Cuando llegó la seis de la tarde, sus brazos estaban deshechos. Y él que pensaba que tenía gran resistencia. Se entrenaba especialmente para tenerla. Pero siempre se cumplía: a diferentes ejercicios, diferentes músculos involucrados.
Preguntó a Don Felipe dónde debía guardar los elementos de trabajo, los guardó y se fue, molido, a su casa.
Ya en su dormitorio, decidió que hasta que sus músculos se acostumbraran, reduciría el tiempo de entrenamiento a la mitad. Claro que sí. Menos mal que era viernes, y tenía todo el fin de semana para descansar.
Llamó por teléfono a su tío, pero no estaba en casa. Seguramente estaría en el club de jubilados. Estaba cansadísimo, pero la curiosidad que tenía sobre esa cripta era más grande que su cansancio, así que se levantó de la cama y tomó el colectivo para Almagro.
El club era poco más que un simple saloncito justo en una esquina. Tenía vidrieras y enseguida divisó a su tío. Estaba jugando un partido de escoba de quince, así que esperó a que terminara para que pudieran charlar tranquilos. Se entretuvo leyendo los carteles que avisaban que se aplicaban vacunas contra la gripe o que se podía tomar clases de tango y folklore. Su tío terminó la partida y se acercó sosegadamente. Vestía un pulóver verde oscuro que parecía nuevo y traía un vaso de agua. Sonrió y le dio un beso.
—¿Cómo te fue en el trabajo, pibe?
—Bien, todo bien. Pero quiero preguntarte sobre algo en especial.
El tío parecía saber lo que Mario le iba a decir.
—Qué.
—Hay una cripta que está abandonada.

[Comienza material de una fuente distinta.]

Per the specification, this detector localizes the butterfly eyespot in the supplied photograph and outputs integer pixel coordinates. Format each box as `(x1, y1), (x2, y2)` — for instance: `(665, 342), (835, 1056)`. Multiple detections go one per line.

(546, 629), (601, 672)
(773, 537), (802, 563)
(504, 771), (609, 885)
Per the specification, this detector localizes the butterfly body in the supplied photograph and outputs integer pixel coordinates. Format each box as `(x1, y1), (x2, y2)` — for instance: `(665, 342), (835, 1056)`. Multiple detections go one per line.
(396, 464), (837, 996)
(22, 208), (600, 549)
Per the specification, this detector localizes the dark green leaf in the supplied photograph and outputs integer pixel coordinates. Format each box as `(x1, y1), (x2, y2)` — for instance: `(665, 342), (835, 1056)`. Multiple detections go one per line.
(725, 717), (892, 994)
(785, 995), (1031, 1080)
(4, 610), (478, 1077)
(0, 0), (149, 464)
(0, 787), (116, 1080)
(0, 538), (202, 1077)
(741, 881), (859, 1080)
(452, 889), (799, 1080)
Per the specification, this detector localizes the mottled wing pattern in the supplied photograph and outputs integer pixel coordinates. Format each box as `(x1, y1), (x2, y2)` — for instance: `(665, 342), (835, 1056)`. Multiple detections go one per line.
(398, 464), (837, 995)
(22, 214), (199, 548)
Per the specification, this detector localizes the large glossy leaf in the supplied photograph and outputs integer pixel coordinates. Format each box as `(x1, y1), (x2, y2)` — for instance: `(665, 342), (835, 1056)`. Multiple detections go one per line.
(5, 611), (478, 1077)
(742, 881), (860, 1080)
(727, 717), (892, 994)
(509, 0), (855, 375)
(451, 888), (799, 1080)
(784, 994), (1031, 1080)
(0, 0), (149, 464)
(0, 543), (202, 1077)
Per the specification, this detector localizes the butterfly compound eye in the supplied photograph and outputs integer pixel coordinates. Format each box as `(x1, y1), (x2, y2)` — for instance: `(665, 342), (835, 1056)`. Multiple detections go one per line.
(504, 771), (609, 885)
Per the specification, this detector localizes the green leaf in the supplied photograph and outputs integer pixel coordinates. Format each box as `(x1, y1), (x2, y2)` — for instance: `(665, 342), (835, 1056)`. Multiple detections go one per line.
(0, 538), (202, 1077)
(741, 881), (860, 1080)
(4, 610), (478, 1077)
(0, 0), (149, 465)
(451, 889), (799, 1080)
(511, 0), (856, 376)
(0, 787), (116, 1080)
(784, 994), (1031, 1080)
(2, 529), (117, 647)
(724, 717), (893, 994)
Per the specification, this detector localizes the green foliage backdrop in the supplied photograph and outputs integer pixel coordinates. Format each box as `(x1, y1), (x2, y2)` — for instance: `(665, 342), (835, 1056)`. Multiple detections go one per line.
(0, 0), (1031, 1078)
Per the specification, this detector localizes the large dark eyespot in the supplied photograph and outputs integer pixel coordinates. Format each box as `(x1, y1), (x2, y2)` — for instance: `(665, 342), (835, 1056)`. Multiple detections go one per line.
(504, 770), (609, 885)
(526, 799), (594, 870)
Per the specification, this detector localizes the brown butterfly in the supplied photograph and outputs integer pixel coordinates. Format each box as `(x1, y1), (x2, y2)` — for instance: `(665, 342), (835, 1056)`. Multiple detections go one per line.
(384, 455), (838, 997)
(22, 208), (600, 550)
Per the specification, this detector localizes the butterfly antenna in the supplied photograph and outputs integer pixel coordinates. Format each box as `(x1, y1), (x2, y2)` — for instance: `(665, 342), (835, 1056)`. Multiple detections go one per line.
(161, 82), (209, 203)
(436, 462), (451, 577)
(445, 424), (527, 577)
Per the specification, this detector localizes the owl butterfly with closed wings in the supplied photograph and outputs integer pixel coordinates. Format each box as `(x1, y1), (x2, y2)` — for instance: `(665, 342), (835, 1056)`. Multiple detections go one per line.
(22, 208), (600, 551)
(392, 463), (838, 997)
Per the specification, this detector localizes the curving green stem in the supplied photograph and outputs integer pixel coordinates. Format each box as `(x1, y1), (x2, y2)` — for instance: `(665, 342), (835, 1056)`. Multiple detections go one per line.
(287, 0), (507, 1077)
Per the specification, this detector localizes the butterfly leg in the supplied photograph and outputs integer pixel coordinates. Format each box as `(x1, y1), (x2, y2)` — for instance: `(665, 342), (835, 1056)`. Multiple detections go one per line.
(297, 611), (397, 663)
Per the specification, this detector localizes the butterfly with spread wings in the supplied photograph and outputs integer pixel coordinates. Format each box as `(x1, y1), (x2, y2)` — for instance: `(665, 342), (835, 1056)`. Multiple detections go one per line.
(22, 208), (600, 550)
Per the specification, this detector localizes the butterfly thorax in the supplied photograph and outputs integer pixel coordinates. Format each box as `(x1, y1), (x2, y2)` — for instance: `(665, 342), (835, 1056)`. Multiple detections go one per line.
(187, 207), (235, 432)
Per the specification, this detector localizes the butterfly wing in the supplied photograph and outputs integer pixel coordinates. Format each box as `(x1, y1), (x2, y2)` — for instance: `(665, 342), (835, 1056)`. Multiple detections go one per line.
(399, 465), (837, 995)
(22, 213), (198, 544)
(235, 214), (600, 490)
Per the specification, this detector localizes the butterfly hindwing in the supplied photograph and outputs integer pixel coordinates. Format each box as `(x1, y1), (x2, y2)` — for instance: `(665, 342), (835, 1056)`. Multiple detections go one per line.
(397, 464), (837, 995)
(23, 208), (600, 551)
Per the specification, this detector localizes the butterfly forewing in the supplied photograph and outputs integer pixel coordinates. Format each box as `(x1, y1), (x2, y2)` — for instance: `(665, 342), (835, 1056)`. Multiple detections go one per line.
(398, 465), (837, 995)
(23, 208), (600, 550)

Es una simple curiosidad. ¿Por qué está abandonada y de quién es?
—Felipe no te dijo nada.
—No. Únicamente que no me acercara jamás a ese lugar.
El tío Oscar asintió con la cabeza.
—Ese Felipe, siempre tan charlatán. Mirá, Marito, yo no sé si vos creés en brujerías o en fantasmas. Ni yo sé si creo. Pero ese panteón parece estar embrujado. Todos los que alguna vez lo han mantenido limpio, desaparecieron como si se los hubiera tragado la tierra.
—No entiendo muy bien, todos… quiénes. Vos no desapareciste.
—Yo nunca lo limpié. Durante todo el tiempo que trabajé, desaparecieron tres personas. El primero fue el que yo reemplacé. Me dijeron que no pisara ese lugar, y jamás me acerqué. Tuve dos ayudantes, y también les dije que no se acercaran, no me hicieron caso, y los dos desaparecieron. Por eso nunca más tuve ayudantes.
—¿Y por qué no me contaste esto antes?
El tío Oscar pareció dudar.
—La verdad, no sé. A lo mejor tenía miedo de que pensaras que estaba loco. Me quedé tranquilo confiando en que Felipe te iba a contar.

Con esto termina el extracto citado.